Children visit Lekotek once a month for one-hour play sessions. During that hour they build cognitive abilities, fine motor skills and language skills while increasing their self-
esteem and motivation. Parents and siblings sit in on the professionally guided sessions, learning how to model play with the customized toys for their family members. At the end of each session, state-of-the-art toys and/or technologies are loaned to the family to play with at home.
“At Lekotek, often for the first time, children experience success while gaining confidence and acquiring new skills in an atmosphere of pressure-free learning,” says Prokesch. “What makes us unique is the component of play and integrating family into the sessions. If children are here, siblings don’t wait in another room but come in and play.”
After play sessions, families are sent home with adaptive toys (for ages 0-8) or technology equipment (for ages 8-12). Computers and iPads may be loaned and the Lekotek staff is quick to share apps and programs geared toward specific learning needs.
“We position a child for success, whether it’s literally or figuratively,” says Prokesch. “With certain equipment, we literally position children to enable them to track movement with their eyes or manipulate certain objects. Whatever the case, we focus on abilities, not disabilities.”

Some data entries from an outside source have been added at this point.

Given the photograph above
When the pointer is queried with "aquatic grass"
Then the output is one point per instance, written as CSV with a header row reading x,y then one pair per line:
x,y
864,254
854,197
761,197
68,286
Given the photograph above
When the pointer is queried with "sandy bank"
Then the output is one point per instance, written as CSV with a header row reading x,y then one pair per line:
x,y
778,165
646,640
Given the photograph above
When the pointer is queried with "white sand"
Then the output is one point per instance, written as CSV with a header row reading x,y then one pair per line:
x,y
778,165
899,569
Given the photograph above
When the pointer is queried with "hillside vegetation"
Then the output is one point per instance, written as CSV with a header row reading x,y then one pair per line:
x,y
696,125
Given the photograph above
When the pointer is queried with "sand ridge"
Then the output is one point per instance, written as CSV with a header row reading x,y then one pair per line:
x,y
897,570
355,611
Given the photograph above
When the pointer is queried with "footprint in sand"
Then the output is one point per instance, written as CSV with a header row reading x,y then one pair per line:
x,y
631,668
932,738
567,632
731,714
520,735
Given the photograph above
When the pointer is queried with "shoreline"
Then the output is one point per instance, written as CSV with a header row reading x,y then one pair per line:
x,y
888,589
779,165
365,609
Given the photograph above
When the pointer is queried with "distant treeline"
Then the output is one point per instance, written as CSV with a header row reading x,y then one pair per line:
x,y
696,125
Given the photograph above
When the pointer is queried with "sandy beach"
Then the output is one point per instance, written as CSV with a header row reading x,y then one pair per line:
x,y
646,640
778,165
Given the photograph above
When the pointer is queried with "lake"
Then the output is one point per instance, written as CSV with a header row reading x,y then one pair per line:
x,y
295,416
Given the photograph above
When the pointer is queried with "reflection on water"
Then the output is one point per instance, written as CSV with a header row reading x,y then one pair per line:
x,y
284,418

Prokesch brought Lekotek to Atlanta 34 years ago when she opened the first office in Atlanta’s Buckhead community.
The teaching model originated in Sweden in the 1960s when two mothers of children with disabilities created toys to facilitate play and learning at home in order to keep from institutionalizing their children. The concept came to America in the 1980s and Prokesch brought it to Georgia in 1983.
Today, Lekotek of Georgia operates with headquarters in Atlanta and five satellite offices, including the Gainesville site at 3485 McEver Road, which opened in 2011.